An internet diary
For goodness sake, why an election year?
Published on February 25, 2004 By IanTyger In Life Journals
I'm sure some of the people reading this right now have come from one of the comments I've left on a variety of other blogs concerning gay marriage. Like any number of so-called "conservative" bloggers, I'm for it. Spare me the religious justifications for being against it - not everyone holds the same religious beliefs (and if the only reason you're against it is religious, why doesn't the First Amendment then currently require the government to allow same-sex marriages). Spare me the economic "freeloader" justifications for it - the tax codes that make it advantageous to marry can be changed with relative ease. Spare me the "morals" argument - that goes back to religion.
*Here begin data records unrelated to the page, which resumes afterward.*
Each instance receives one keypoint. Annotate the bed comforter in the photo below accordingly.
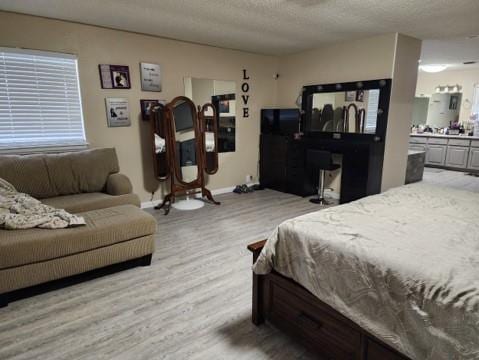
(404, 265)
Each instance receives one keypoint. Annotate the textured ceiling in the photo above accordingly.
(266, 26)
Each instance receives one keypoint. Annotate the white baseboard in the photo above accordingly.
(331, 194)
(150, 204)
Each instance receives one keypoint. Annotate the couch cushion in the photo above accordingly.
(47, 175)
(104, 227)
(91, 201)
(82, 171)
(28, 174)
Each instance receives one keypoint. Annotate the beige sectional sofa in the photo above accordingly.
(87, 183)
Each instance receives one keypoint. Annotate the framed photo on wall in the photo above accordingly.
(147, 105)
(350, 96)
(114, 76)
(117, 112)
(150, 77)
(360, 95)
(453, 102)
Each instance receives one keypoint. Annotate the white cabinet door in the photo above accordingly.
(457, 156)
(473, 159)
(436, 154)
(418, 147)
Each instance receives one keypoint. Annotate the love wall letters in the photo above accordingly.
(245, 95)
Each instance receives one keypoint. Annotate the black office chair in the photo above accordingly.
(323, 161)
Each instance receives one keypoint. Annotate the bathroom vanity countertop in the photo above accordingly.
(447, 136)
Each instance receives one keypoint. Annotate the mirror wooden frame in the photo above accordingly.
(177, 185)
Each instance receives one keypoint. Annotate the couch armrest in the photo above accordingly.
(118, 184)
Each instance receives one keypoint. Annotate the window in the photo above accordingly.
(40, 104)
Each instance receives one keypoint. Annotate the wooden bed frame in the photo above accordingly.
(293, 309)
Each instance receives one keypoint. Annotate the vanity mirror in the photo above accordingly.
(358, 108)
(222, 95)
(190, 144)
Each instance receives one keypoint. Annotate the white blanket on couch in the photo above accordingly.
(21, 211)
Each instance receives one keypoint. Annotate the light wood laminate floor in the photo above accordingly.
(193, 302)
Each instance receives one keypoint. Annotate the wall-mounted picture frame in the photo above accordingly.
(453, 102)
(350, 96)
(224, 106)
(117, 112)
(359, 95)
(150, 77)
(114, 76)
(146, 105)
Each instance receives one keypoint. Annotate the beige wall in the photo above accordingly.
(427, 82)
(404, 76)
(95, 45)
(365, 59)
(371, 58)
(379, 57)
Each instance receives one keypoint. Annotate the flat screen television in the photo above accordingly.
(280, 121)
(183, 117)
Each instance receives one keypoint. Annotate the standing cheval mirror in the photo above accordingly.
(191, 142)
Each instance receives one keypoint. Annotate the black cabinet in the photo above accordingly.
(282, 165)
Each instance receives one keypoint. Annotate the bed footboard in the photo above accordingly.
(293, 309)
(257, 314)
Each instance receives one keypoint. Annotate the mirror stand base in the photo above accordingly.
(166, 203)
(188, 204)
(206, 193)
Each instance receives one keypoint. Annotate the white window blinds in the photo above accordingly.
(40, 104)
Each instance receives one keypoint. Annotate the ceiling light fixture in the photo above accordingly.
(432, 68)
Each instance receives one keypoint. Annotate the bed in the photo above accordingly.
(390, 276)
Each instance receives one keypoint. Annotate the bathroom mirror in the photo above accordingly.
(222, 94)
(186, 132)
(439, 110)
(358, 108)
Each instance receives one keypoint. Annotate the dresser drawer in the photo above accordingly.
(337, 340)
(437, 141)
(459, 142)
(379, 352)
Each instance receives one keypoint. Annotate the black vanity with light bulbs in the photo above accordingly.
(347, 119)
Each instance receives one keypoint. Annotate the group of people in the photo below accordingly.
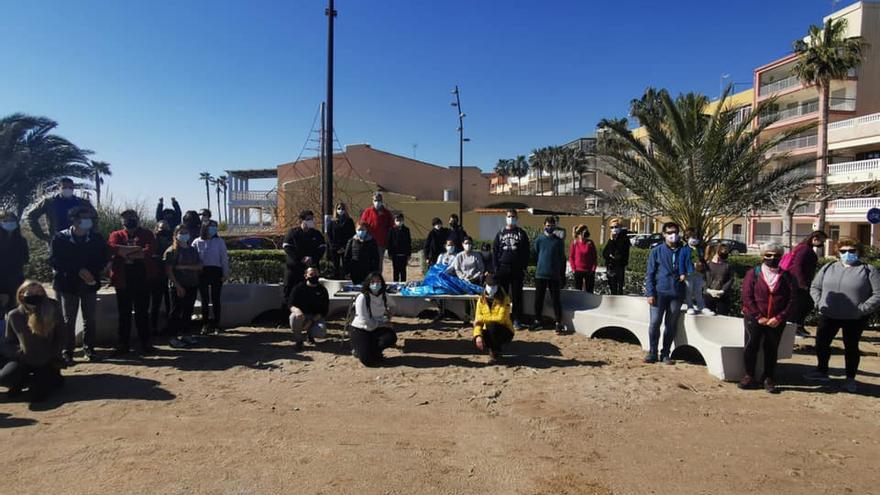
(782, 288)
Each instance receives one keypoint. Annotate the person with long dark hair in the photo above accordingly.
(371, 330)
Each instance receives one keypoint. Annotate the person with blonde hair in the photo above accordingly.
(34, 337)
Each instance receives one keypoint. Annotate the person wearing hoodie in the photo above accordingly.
(847, 293)
(768, 297)
(361, 256)
(582, 259)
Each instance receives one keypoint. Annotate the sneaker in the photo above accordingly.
(817, 376)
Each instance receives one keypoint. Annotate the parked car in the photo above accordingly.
(734, 247)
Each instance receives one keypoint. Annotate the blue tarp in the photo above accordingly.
(439, 282)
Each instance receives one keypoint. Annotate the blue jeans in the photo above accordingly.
(670, 306)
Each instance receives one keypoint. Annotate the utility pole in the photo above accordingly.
(330, 12)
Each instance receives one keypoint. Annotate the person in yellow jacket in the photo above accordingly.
(493, 327)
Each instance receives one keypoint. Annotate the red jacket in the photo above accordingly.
(143, 238)
(380, 222)
(582, 256)
(759, 302)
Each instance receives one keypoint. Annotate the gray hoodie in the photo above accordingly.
(846, 292)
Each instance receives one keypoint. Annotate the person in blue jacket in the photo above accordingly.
(665, 288)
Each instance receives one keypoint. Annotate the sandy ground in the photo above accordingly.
(242, 413)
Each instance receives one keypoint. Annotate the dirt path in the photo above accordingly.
(566, 415)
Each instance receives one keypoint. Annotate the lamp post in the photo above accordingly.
(461, 141)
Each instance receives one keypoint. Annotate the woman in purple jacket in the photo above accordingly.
(768, 296)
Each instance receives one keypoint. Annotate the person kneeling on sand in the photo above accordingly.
(309, 302)
(493, 327)
(31, 347)
(371, 331)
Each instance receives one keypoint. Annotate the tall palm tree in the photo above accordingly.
(206, 176)
(703, 168)
(99, 171)
(33, 159)
(827, 55)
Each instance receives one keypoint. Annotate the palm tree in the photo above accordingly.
(206, 176)
(828, 55)
(98, 170)
(32, 159)
(704, 169)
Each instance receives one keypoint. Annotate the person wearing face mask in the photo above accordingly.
(510, 251)
(308, 303)
(664, 288)
(847, 293)
(340, 231)
(304, 246)
(399, 247)
(132, 272)
(14, 254)
(56, 209)
(493, 328)
(435, 243)
(361, 255)
(215, 270)
(171, 216)
(78, 256)
(802, 262)
(767, 300)
(549, 274)
(371, 330)
(379, 221)
(468, 264)
(183, 268)
(32, 343)
(719, 282)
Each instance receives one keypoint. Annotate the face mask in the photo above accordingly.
(849, 258)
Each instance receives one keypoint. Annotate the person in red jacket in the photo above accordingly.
(768, 299)
(582, 259)
(379, 220)
(133, 268)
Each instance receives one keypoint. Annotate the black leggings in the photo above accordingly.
(211, 285)
(541, 286)
(852, 333)
(495, 336)
(755, 335)
(369, 345)
(585, 281)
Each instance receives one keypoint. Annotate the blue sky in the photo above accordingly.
(164, 90)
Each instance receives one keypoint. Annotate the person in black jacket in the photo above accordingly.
(435, 243)
(14, 254)
(78, 256)
(341, 229)
(309, 303)
(511, 253)
(304, 246)
(399, 247)
(616, 255)
(361, 255)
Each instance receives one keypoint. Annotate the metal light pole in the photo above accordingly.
(330, 12)
(461, 141)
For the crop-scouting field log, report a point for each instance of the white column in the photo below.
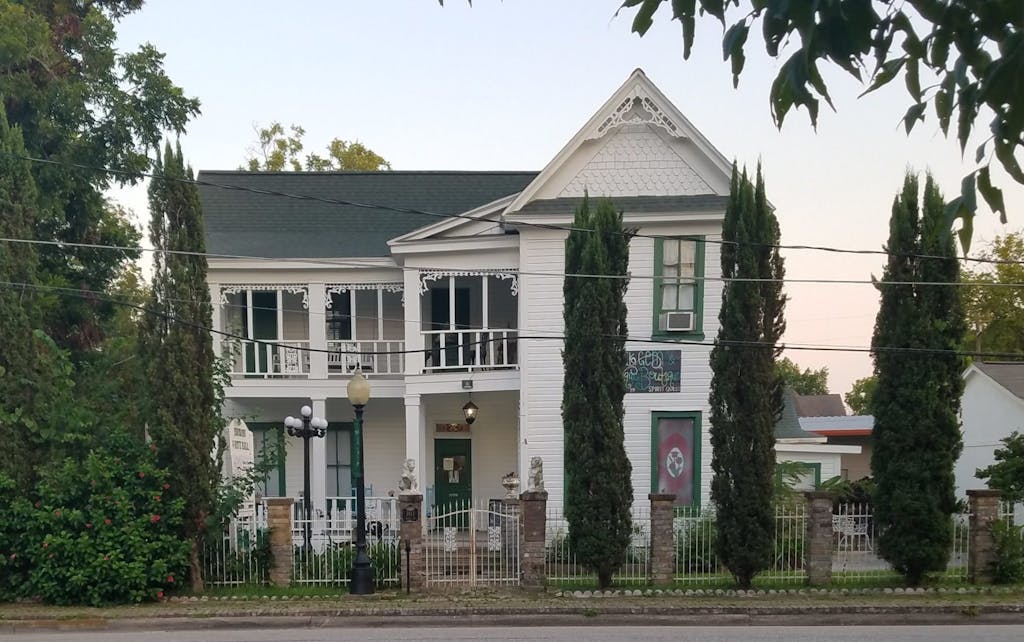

When I started this blog (lo, a week ago) I meant it to cover a wide range of topics. Likewise, I read a wide range of topics in the blogosphere. But I had the misfortune to start blogging around the time the spark hit the fumes in the gay marriage debate. And the worst part of it is, I'm not burning out on this topic. I'm not gay, I don't have any close personal friends who are overtly gay (this may mean I don't know my friends as well as I ought). I know a few gay people, of course. But I don't have a personal stake in this. So why am I so passionate on the subject? Because some people on the opposite side are using ugly rhetoric to support their position? I don't know. I know that I gave President Bush a number of passes on the issue because he seemed to be doing the absolute minimum his base required on the subject. I guess supporting a constitutional amendment is now the minimum required, but I am quite disappointed by it. I wonder if it'll be worth it, though. My wife had been (reluctantly) planning to vote for him until this came up. I don't know who she'll vote for now. I'm seriously considering a protest vote now (the state I live in is so blue, my vote won't matter for the electoral college without something drastic happening to the democratic challenger). I guess we aren't "in the base", but in some ways that's worse - we're part of the 20% of the electorate whose vote is in play.The democrats spread their playing to the base across the entire primary season - Bush did it in one fell swoop.

Maybe he's hoping that the Musgrave Amendment (which he has carefully not named for his support; but it's the only one out there) will die off by November. I suspect it might.

(Comments to this post are subject to a much lower "annoyance" bar before deletion than normal. If it annoys me, out it goes. This is a personal rant. I want to see some comments, but keep it down).